I can’t stand it when I see children ripped away from their parents, or parents forced to leave their children behind for their safety. At that point in the story I just weep unconsolably now. It never used to be like that – it used to just feel like part of the adventure. Before I was a parent, I didn’t really get what the big deal was, honestly.
And maybe this was a simple maturation process, or a reward of the rite of passage that is parenthood, but I can’t help suspect there is something else at play. Because I have always maintained a rather unhealthy distance from the concept of family. I have looked upon others’ close familial relationships with bemused curiosity and an uncomfortable tinge of envy. I never had a parent that felt like a safe space; like plain and simple sanctuary; like unconditional love. I’d never known that, so I had no concept of what it would be like to lose it. And I hadn’t considered that that’s what those moments in the story represented – the tragic loss of true love.

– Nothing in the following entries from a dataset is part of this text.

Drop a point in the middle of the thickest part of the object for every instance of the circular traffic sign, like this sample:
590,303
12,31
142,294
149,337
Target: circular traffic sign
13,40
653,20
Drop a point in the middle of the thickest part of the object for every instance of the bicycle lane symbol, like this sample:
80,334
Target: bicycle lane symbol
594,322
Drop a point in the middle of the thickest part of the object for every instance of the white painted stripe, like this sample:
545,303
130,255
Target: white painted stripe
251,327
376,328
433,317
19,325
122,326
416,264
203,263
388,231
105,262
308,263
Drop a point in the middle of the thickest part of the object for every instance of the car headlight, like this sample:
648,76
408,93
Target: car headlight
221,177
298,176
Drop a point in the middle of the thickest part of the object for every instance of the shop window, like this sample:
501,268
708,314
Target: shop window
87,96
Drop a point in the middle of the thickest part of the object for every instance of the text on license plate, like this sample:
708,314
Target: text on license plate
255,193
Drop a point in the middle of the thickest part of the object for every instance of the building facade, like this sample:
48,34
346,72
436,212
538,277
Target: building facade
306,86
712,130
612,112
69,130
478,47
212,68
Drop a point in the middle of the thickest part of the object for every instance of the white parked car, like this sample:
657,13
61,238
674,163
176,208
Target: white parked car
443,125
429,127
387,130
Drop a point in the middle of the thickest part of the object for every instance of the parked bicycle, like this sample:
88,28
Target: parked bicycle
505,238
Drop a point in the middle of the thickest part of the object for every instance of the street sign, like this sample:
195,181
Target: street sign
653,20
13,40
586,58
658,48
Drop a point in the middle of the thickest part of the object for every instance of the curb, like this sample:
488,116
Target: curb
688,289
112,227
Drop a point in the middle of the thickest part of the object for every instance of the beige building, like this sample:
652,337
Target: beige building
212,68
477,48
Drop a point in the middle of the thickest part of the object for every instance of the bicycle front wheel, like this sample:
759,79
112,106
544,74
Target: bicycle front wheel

I’m a good mother. I’m validating and responsive and highly attuned to my son. I am joyful to be blessed with this role, and I know he feels it. I am enthusiastic, I’m quick to admit error, I respect him as the whole person he is and protect him as the precious growing being that he is. I have done my best to earn the honour of being a safe space for him – a sanctuary of unconditional love.
And so I am terrified of messing it all up by doing what humans inevitably do. I’m scared of dying and leaving him behind.
I was watching Aquaman when it hit me that it’s so much more painful to have and to lose that kind of thing, than to never have known it at all. I don’t know why it took Aquaman for that realisation to descend, but there we are. I feel a responsibility, having gained my son’s trust, having nurtured his open heart, having made him vulnerable to me. Because that makes me a potential source of great pain to him, and a lot of the ways I could hurt him are outside of my control.
But the thing is, I didn’t really start living until I felt what it was like to love and lose. To give myself over completely, to trust in someone else, and to have that sanctuary stripped away. So maybe I was right all along. Maybe it is just part of the adventure.